Palermo: 480 euro se adotti un cane dal canile

E’ di pochi giorni fa la notizia che il comune di Palermo corrisponderà un contributo di 480 euro a chiunque, privato cittadino, associazione animalista e/o protezionista e strutture rifugio autorizzate, adotti un cane dalla struttura di Via tiro a segno.

Avete letto bene: a chiunque. Avrebbero potuto risparmiarsi di indicare le associazioni animaliste, perchè siamo sicuri che molti generosissimi privati cittadini faranno a gara per accaparrarsi un cane e guadagnare 480 euro.

Secondo quanto spiega il Comune questa decisione sarebbe stata resa necessaria da improrogabili lavori da effettuare alla struttura, che sarebbero dovuti partire nel 2012, anno in cui venne aggiudicato il bando. Per consentire l’inizio dei lavori sarebbe dunque necessario svuotare le gabbie.

Vuoi 480 euro? Te li regala il comune di Palermo.

La proposta, di per se, potrebbe pure funzionare. Anzi siamo quasi sicuri che funzionerà. In un periodo di crisi nera, a chi non farebbero comodo quasi 500 euro? Che importa se non abbiamo spazio, se siamo tutti allergici ai cani, se non abbiamo mai avuto cani nella nostra vita? Me ne prendo 3, e avrò 1500 euro.

La ridicola proposta per impedire che la gente adotti un cane solo per ottenere il denaro dovrebbe essere contrastata da una trovata geniale: l’incentivo sarà corrisposto su richiesta, trascorsi 120 giorni di detenzione del cane. I cani saranno rilasciati ai richiedenti sterilizzati e dotati di microchip. 

La cosa interessante è che nella delibera non si parla di alcun controllo pre-affido o post-affido a campione.

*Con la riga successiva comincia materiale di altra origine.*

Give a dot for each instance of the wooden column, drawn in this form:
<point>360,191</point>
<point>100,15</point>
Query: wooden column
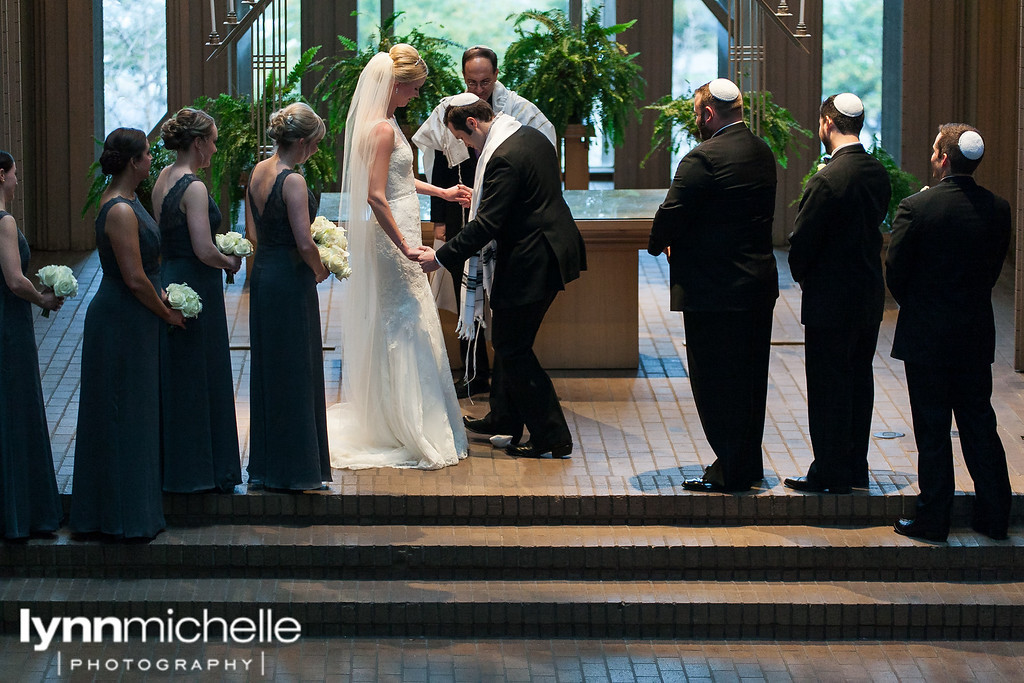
<point>651,36</point>
<point>11,134</point>
<point>794,78</point>
<point>57,121</point>
<point>188,74</point>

Ciò vuol dire che della sorte dei cani usciti dal canile nessuno ne saprà alcunché. Basterebbe prenderlo da li, metterlo in un garage per 4 mesi, e allo scadere dei 120 giorni (di detenzione), intascare il denaro e far sparire misteriosamente il cane.

Non si potrà, infatti, abbandonarlo in un posto qualunque (attraverso il microchip si potrebbe risalire alla persona adottante). Il cane dovrà proprio sparire.

La guerra delle associazioni animaliste

Le associazioni animaliste che gravitano intorno alla struttura sono insorte e promettono guerra a questa delibera. Nessuna associazione era stata informata di questo provvedimento, o si sarebbero opposti con tutte le loro forze.

Non è la prima volta che il comune di Palermo prova a liberarsi dei cani presenti nel canile municipale. Qualche mese fa aveva operato dei trasferimenti in massa a una struttura di un comune limitrofo, dalla quale i cani sembravano evaporare nel nulla. (Clicca qui per la notizia)

In quella occasione, i volontari dell’associazione Lida riuscirono a bloccare i trasferimenti, e ci auguriamo che anche in questa occasione riescano a fare luce sulla faccenda, e trovare una soluzione alternativa a condannare a morte certa centinaia di cani.